日本人の認知症の半分はアルツハイマー病、ついで多いのが血管性です。
 
アルツハイマー病の症状は、「記憶障害」を主として、「見当識障害」(時間、場所など自分が置かれている状況などを正しく認識できない状態)、「認知障害(学習障害、注意障害、空間認知機能や問題解決能力の障害)などの機能が徐々に進行することです。
 
アルツハイマー病の場合には、血管性認知症よりも徐々に進行する点が特徴です。
なかには、ものを盗られたといった被害妄想や幻覚が出現したり、徘徊、暴言、暴力などが見られることもあります。
 
重症になると、着替えや食事をとることなどできなくなり、生活に支障が出てきます。
さらに最終的には寝たきりになります。
日付もわからない、身近な相手の顔もわからなくなる、などというのは、記憶にかかわっているわけです。
 
そうした「記憶障害」を主として「認知障害」や「見当識障害」が出てくるのですが、どんな症状が進んでも、最後まで、快、不快など、感情はきちんとあるのです。
 
アルツハイマーの人は、記憶にかかわる部分はどんどん悪くなっていきますが、最後まで衰えないのが心に関係する部分なのです。

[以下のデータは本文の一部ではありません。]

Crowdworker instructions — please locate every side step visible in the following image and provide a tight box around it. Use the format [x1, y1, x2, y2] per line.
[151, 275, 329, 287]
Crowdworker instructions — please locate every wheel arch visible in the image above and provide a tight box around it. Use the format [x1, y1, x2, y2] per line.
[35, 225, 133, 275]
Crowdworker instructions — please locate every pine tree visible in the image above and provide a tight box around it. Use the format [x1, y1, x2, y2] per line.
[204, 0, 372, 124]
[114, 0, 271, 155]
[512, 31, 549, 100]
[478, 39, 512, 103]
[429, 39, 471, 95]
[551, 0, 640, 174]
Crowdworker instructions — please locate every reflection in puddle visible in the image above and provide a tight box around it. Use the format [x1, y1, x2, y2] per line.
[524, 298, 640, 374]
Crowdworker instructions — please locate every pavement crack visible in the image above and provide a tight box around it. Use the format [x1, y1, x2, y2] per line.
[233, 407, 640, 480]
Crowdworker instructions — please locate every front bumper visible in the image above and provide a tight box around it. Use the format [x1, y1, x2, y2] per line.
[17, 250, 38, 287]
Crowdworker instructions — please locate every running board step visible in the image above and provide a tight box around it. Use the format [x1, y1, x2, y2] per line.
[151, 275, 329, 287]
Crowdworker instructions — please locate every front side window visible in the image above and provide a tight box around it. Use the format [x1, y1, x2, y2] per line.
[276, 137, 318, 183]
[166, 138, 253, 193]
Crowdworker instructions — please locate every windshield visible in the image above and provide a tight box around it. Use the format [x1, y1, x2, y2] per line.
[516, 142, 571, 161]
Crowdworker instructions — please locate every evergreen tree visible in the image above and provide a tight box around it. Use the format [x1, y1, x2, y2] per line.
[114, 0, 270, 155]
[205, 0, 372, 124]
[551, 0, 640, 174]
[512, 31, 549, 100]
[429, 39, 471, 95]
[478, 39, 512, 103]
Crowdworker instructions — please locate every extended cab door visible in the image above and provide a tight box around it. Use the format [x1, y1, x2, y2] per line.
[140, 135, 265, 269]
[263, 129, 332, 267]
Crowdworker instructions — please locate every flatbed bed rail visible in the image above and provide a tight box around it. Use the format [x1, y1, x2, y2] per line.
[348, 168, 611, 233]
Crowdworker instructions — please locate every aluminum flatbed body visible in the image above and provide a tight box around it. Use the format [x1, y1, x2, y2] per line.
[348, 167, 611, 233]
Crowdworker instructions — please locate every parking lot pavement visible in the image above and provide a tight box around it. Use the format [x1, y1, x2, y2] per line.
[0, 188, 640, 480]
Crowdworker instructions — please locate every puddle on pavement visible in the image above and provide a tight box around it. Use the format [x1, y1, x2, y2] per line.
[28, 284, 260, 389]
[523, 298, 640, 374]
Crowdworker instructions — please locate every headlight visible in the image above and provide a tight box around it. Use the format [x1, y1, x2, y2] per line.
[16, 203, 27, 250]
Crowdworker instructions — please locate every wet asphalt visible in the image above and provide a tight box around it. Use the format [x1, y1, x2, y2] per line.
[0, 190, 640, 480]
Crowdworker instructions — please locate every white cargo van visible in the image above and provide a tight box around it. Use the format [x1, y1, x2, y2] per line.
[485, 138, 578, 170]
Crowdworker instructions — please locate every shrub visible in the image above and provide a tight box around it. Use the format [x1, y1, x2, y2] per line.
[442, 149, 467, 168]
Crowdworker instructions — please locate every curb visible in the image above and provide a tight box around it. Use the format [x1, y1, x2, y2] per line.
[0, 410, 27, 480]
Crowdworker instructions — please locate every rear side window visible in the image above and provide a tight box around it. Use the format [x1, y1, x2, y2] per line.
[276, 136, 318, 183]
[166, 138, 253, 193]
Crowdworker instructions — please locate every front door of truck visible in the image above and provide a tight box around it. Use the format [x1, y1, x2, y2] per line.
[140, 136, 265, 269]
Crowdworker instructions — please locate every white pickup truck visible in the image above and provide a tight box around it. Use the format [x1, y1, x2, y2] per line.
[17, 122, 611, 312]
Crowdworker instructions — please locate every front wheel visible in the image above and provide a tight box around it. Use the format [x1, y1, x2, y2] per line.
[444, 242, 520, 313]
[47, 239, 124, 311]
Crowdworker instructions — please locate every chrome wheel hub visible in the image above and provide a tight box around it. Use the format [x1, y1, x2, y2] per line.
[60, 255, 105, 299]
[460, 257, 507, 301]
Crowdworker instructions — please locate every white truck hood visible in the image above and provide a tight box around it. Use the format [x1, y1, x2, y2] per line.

ノルアドレナリンドーパミンセロトニンなど感情にかかわる脳内物質の分泌がそれほど落ちてはいないからです。
 
外から見ているだけでは、その表情からだけでは、はっきりとわからないかもしれませんが、認知症になっても、心は正常だと考えるべきなのです。
 
たしかに、身近で世話をしてくれる奥さんやご主人の顔もわからなくなりますが、それは記憶が障害されているからです。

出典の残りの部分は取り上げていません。